Dubai: A long-standing fight between the US government's tax agency and US expatriates has come to a head and may soon drag foreign banks into the fray.

Two years ago, the US passed the Foreign Account Tax Compliance Act (FATCA) that requires foreign banks and financial institutions to disclose the nationality of their account-holders or investors, allowing the Internal Revenue Service (IRS) — the US government agency responsible for tax collection and tax law enforcement — to uncover US citizens who are not registered with the IRS and avoiding tax payments.

The Act will be implemented in January 2013 and any banks or institutions that do not comply will face a 30 per cent withholding tax on US source income, including dividends and interest paid on US securities, gross proceeds from the sale of US securities and substitute dividends.

For UAE banks, the disclosure and reporting process means incurring a cost of millions of dirhams or bearing a 30 per cent withholding tax, according to tax experts.

"All UAE banks need to understand exactly who the tax could apply to and need to have systems and staff ready to collect all that information on behalf of all their account-holders. They are going to need to be ready," said John Belsey, who leads Deloitte's international tax practice, told Gulf News on the sidelines of Deloitte's fifth Middle East tax seminar yesterday.

This is the single biggest tax issue for UAE banks, said Nauman Ahmad, Middle East Tax Leader for Deloitte.

It will also affect pension funds, insurance companies and all institutions that invest money on behalf of the client, tax experts said.

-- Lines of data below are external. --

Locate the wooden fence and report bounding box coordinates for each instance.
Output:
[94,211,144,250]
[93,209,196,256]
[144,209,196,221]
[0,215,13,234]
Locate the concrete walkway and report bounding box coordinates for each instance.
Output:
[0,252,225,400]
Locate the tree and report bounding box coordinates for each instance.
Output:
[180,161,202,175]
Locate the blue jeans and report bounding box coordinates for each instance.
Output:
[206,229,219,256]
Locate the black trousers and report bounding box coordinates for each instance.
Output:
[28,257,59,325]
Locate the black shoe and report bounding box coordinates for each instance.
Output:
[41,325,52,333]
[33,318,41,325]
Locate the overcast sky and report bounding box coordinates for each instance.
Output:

"I think this is a very important issue. Taxation is not just about local taxation; these days a lot of GCC companies are looking outwards and making investments abroad and you need to be concerned about international taxation so you can't look at it from the narrow angle of the GCC taxation," Ahmad said. "The GCC has a lot of multinationals and local businesses that are investing abroad… they have to look out for these taxes abroad," he added.

Limited treaties

One problem is that the UAE has a limited network of double tax treaties — an agreement designed to protect against the risk of an individual or a corporate entity being taxed twice where the same income is taxable in two states — so companies have to pay both corporate and withholding taxes, Belsey said.

"One could argue that it would be easier for the UAE to negotiate tax treaties with these countries if they had a corporate tax system because they could have something for both parties to exchange," he said.

There is no clarity on the tax payments if some of the banks' shareholders are US citizens, tax experts said.

Banks and financial institutions need to start planning now for the act that will be implemented in 2013, said Ahmad.

The act was passed in 2009 but banks are only now beginning to understand its implications, said Belsey.

"It's balancing scare-mongering and equally waiting for the guidelines to come out," he said.